Melbourne: Travis Head signalled his coming of age as a Test batsman by scoring a crucial century in Australia’s first innings of 467 before New Zealand lost two wickets late on the second day of the second Test at the Melbourne Cricket Ground.
Head made 114 and shared a vital 150-run partnership with skipper Tim Paine to tilt the game in Australia's favour and then its quick bowlers ousted opener Tom Blundell (15) and skipper Kane Williamson for nine to leave the visitors in a shaky position at 44-2 off 18 overs at stumps on Friday.
After scoring seven half-centuries, Head was able to shrug off the tag of being wasteful by converting a good start into a century, but not before Neil Wagner (4-83) had again bounced out Steve Smith (85) before lunch and trapped Paine lbw for 79 just after tea.
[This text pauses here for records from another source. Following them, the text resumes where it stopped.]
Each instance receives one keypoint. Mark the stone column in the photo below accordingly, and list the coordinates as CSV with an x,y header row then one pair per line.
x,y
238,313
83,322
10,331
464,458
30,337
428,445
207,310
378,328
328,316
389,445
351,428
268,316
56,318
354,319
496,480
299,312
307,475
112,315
It was Paine's highest score in his 18 Tests as captain.
Mitchell Starc fell for one in the following over, with Head on 99, still seeking the second Test century of his 16-match career.
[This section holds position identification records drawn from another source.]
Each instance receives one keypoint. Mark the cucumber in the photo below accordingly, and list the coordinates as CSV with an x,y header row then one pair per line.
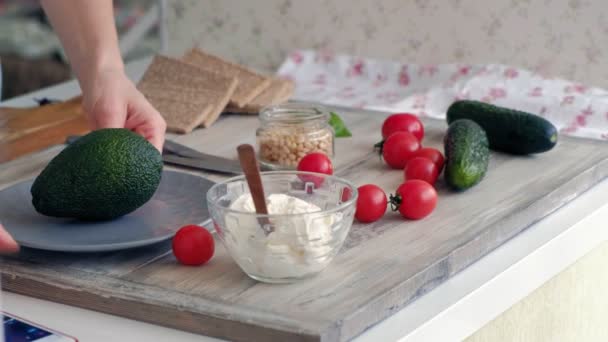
x,y
510,131
467,154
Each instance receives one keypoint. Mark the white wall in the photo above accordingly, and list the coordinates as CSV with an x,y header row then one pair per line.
x,y
567,38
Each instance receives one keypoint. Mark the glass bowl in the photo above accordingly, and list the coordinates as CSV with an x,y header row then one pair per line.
x,y
310,215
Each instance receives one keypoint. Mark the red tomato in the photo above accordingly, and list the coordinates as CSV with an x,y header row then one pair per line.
x,y
421,168
399,148
371,203
403,122
415,199
193,245
315,162
434,155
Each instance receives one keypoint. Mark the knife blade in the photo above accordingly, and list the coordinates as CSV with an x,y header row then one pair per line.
x,y
187,152
218,165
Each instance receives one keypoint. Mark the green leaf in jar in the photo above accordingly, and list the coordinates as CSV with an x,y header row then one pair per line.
x,y
335,121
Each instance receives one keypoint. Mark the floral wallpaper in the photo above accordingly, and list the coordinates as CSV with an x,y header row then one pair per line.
x,y
563,38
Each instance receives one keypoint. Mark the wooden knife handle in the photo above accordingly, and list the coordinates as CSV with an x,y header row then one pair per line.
x,y
251,170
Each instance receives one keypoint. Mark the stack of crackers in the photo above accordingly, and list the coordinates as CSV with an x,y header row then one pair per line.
x,y
192,91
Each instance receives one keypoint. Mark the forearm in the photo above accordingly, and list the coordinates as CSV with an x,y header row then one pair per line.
x,y
87,32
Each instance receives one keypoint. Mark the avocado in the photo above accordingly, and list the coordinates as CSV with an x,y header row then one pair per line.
x,y
103,175
510,131
467,154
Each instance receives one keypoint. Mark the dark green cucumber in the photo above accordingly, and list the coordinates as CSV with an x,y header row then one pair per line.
x,y
467,154
511,131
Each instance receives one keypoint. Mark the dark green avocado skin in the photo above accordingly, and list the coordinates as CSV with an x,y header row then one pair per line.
x,y
510,131
103,175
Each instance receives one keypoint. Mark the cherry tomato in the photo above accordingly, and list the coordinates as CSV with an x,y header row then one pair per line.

The stylish left-hander settled his nerves as he calmly reached the milestone two balls later with a boundary to backward point. Head took off his helmet and raised both arms in triumph to the large appreciative crowd, likely putting to an end recent speculation over his place in the side.
“I had a good sense that I was playing (this match) so I didn’t read too much into it,” said Head, who scored 56 and 5 in the first Test against New Zealand in Perth earlier this month, but made the most of his opportunity in Melbourne.
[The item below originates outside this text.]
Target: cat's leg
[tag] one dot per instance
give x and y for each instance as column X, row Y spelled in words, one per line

“Over time you get a little bit more mature," he said. “Today, it was about making sure that I go on. Going on with it was nice.”
The batsman gave credit to Paine for his positive stroke-play in their 150-run partnership for the sixth wicket which swayed the momentum strongly towards the hosts.
“It helped that Tim came out and struck the ball as well as he did," Head said.
“Tim plays the hook shot and pull shot extremely well. It took a lot of pressure off me and the partnership was fantastic,” he added.
Head, who had many uncomfortable moments against New Zealand’s short-pitched bowling tactics, was caught at cover off Wagner’s bowling for 114 off 234 deliveries, including 12 boundaries, as Australia lost 5-33 chasing quick runs.
Australia had resumed Friday well-set at 257-4, but for the third consecutive innings this series, Smith couldn't manage a Wagner short ball and was out for 85, denying the star batsman the chance to become the first player to score a fifth consecutive Test century at the Melbourne Cricket Ground.
After bowling 60 overs in the Perth test, claiming 4-92 and 3-59, Wagner again underscored his burgeoning reputation for persistence and athleticism with another four-wicket haul from 38 overs in Melbourne.
“One of my strengths is to run in and bowl long spells,” Wagner said after play on Friday. “We might not be the quickest on the radar but we are definitely some of the fittest bowlers going around and can back up, over after over, keep running in and really try our hardest. I’m pretty proud of our group that we just kept fighting,” the seamer said.